Iemitsu also sought to reign in foreign influences. In the 1630s he enacted the sakoku policy, which ended the red seal trade voyages and prohibited overseas travel by Japanese. Trade with Asian countries such as China and Korea continued, but it was controlled. The Dutch East India Company was the only Western power that could trade with Japan and only at the port of Nagasaki. Iemitsu also increased the suppression of Christianity, which he saw it as a political and ideological threat to the unity of Japan and the loyalty of his subjects, particularly the Christian daimyo. This culminated in the Shimabara Rebellion (1637-1638), a Christian-led uprising that was brutally suppressed by the shogunate. Christians were forced to go underground, becoming "Hidden Christians."
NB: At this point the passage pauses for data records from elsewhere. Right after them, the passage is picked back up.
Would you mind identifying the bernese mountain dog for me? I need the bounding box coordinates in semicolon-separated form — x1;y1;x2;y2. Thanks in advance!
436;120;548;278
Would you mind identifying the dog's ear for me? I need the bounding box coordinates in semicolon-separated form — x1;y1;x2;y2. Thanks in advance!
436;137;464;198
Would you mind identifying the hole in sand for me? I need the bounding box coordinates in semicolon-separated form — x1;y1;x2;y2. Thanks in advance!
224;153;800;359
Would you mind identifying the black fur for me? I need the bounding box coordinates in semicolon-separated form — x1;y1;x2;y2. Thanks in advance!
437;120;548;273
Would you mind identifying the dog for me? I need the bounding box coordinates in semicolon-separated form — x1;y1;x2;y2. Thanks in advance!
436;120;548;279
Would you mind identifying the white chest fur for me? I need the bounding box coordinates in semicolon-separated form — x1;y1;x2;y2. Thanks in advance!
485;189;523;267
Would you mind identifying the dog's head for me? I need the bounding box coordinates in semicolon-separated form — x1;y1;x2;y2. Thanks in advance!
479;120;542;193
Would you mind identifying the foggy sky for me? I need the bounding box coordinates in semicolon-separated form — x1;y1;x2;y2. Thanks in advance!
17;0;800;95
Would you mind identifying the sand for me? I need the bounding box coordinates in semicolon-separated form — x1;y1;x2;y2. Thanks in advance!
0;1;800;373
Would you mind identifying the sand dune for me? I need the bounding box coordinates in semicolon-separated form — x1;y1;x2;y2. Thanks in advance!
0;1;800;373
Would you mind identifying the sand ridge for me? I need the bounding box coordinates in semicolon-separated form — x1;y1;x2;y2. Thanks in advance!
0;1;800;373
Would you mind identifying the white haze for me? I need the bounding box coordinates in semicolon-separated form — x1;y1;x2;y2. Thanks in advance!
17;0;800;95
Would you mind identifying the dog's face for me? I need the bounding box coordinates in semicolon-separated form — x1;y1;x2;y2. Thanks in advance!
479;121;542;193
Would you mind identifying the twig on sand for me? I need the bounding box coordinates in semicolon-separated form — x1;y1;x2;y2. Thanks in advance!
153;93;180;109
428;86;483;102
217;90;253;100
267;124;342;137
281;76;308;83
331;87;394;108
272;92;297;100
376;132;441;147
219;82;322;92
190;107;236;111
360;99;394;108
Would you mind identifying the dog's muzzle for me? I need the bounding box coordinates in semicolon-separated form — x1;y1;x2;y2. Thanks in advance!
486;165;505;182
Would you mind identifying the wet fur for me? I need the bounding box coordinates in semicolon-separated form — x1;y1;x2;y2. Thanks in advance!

Ukiyo-e woodblock print by Yoshitoshi depicting Oishi Chikara, one of the famous forty-seven rōnin who avenged their master's death in 1703
While Iemitsu reduced the power of the daimyo, he could not completely eliminate their influence. The daimyo retained local control over their domains, and in many regions, they still had significant authority over their own military forces, laws, and economic policies. The alternate attendance system also placed a financial burden on the shogunate, as maintaining the infrastructure for constant travel and overseeing the daimyo’s movements required significant expenses. Some samurai also began to suffer. Many samurai became impoverished over time due to the lack of wars and the decreasing revenue collected by samurai landowners, which led to discontent among some samurai who had lost their traditional military roles and economic security.
The frustration of the with the shogunate was displayed in the Keian Uprising of 1651, when a number of ronin (masterless samurai) attempted to take advantage of Iemitsu's death and launch a coup. The conspirators aimed to force the shogunate to relax its policies of seizing the estates of daimyo, which under Iemitsu had deprived tens of thousands of samurai of position and income, adding them to the ranks of rōnin. Ultimately the coup failed, but the shogunate did reduce its confiscation of estates and worked to help ronin find permanent jobs. The Keian uprising was followed by another uprising of ronin, and indicating that the rising number of wandering ronin would continue to be a problem.